Fracastoro G V, Mutani G, Perino M, 2001
hybrid ventilation | modelling
Bibliographic info: Hong Kong, City University, Division of Building Science and Technology, 2001, proceedings of IAQVEC 2001, "Indoor Air Quality, Ventilation and Energy Conservation in Buildings: Fourth International Conference", held Changsha, Hunan, China, 2-5 October, 2
Languages: English

Decision about the use of natural, mechanical or hybrid ventilation system in a building should be taken at the early stages of the building design. While for a mechanical system the decision may be taken on the grounds of purely deterministic procedures, the use of natural forces requires a different approach. Therefore, a simple tool is needed which, given a few important and readily known building parameters and information about the local outdoor climate, enables the designer to determine the most suitable ventilation system. This paper describes the development of this tool and its use. Using a multi-zone code, the air changes due to natural ventilation have been calculated in a number of typical buildings for a specific set of weather data. From these simulations, a simplified two-parameter regressive model has been identified, obtaining in this way a set of parameters for each building typology and surrounding terrain.
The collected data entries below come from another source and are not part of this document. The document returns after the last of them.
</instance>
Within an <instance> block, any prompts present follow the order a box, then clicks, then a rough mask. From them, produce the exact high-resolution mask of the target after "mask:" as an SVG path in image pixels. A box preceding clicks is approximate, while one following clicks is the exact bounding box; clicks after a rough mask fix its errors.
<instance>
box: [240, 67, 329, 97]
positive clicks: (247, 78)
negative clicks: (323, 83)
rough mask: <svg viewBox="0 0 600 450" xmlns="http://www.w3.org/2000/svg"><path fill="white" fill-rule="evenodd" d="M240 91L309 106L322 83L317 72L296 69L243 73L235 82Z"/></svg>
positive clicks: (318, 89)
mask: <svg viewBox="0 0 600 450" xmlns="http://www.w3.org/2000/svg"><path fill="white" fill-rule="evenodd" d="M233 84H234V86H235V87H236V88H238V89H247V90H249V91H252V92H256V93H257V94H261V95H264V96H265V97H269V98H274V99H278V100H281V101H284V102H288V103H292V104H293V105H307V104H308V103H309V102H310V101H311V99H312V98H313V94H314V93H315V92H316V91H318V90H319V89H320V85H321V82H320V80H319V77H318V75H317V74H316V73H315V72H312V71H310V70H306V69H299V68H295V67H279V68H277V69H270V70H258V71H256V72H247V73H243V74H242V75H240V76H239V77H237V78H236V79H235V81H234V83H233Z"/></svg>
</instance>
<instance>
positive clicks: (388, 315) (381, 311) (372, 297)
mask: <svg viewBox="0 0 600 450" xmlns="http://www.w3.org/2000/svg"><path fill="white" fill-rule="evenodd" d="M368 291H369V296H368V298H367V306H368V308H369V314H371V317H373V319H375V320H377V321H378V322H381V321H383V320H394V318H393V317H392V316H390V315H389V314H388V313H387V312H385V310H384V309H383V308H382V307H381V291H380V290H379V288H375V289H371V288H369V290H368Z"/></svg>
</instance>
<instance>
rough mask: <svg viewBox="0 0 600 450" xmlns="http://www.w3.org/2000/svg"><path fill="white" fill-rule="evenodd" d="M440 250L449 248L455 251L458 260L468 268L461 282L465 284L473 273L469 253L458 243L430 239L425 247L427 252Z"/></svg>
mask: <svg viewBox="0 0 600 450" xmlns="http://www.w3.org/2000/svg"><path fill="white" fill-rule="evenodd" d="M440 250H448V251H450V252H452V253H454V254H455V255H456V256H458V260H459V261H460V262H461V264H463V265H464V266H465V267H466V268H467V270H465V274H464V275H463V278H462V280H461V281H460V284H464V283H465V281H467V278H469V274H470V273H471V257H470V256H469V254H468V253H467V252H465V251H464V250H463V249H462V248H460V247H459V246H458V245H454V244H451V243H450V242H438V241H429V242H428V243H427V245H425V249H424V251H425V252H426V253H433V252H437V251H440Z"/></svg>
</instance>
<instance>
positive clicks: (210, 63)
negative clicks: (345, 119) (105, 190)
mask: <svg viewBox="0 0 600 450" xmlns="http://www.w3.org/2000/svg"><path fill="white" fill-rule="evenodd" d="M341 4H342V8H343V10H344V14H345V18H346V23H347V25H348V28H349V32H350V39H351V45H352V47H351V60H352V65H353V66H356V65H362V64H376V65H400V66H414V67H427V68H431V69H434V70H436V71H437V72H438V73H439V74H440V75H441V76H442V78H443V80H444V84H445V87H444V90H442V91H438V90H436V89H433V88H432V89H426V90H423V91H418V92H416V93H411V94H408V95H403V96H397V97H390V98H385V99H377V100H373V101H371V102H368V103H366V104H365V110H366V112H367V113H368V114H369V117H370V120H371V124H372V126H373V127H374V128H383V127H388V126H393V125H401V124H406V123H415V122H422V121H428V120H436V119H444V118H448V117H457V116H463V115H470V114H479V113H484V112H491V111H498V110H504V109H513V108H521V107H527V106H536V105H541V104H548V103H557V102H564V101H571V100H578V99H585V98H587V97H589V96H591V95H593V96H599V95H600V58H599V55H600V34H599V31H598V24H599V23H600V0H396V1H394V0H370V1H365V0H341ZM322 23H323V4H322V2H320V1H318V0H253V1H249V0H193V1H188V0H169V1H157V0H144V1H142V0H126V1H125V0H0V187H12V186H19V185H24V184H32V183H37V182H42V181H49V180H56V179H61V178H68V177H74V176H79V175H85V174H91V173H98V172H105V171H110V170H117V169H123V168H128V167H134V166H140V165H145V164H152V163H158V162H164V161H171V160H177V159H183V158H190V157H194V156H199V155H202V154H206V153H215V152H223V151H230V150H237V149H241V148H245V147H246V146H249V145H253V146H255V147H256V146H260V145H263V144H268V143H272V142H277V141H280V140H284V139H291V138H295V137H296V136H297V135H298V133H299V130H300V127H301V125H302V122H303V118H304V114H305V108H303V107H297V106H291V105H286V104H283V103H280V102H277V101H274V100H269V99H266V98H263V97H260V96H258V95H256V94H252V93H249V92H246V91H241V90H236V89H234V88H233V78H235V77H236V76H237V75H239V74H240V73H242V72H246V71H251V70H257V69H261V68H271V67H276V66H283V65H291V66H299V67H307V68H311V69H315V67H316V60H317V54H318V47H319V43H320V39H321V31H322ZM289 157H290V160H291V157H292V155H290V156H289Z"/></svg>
Stability and uncertainty of these parameters for different meteorological data, building envelope permeability, and orientation have been checked. Through the location Test Reference Year the simplified model provides a frequency distribution of effective pressure differences and, given the overall permeability of the building, the cumulated frequency of air changes due to natural ventilation. This information will be used by the designer to decide whether the air tightness of the envelope should be increased or decreased, and/or a mechanical system should backup the natural system.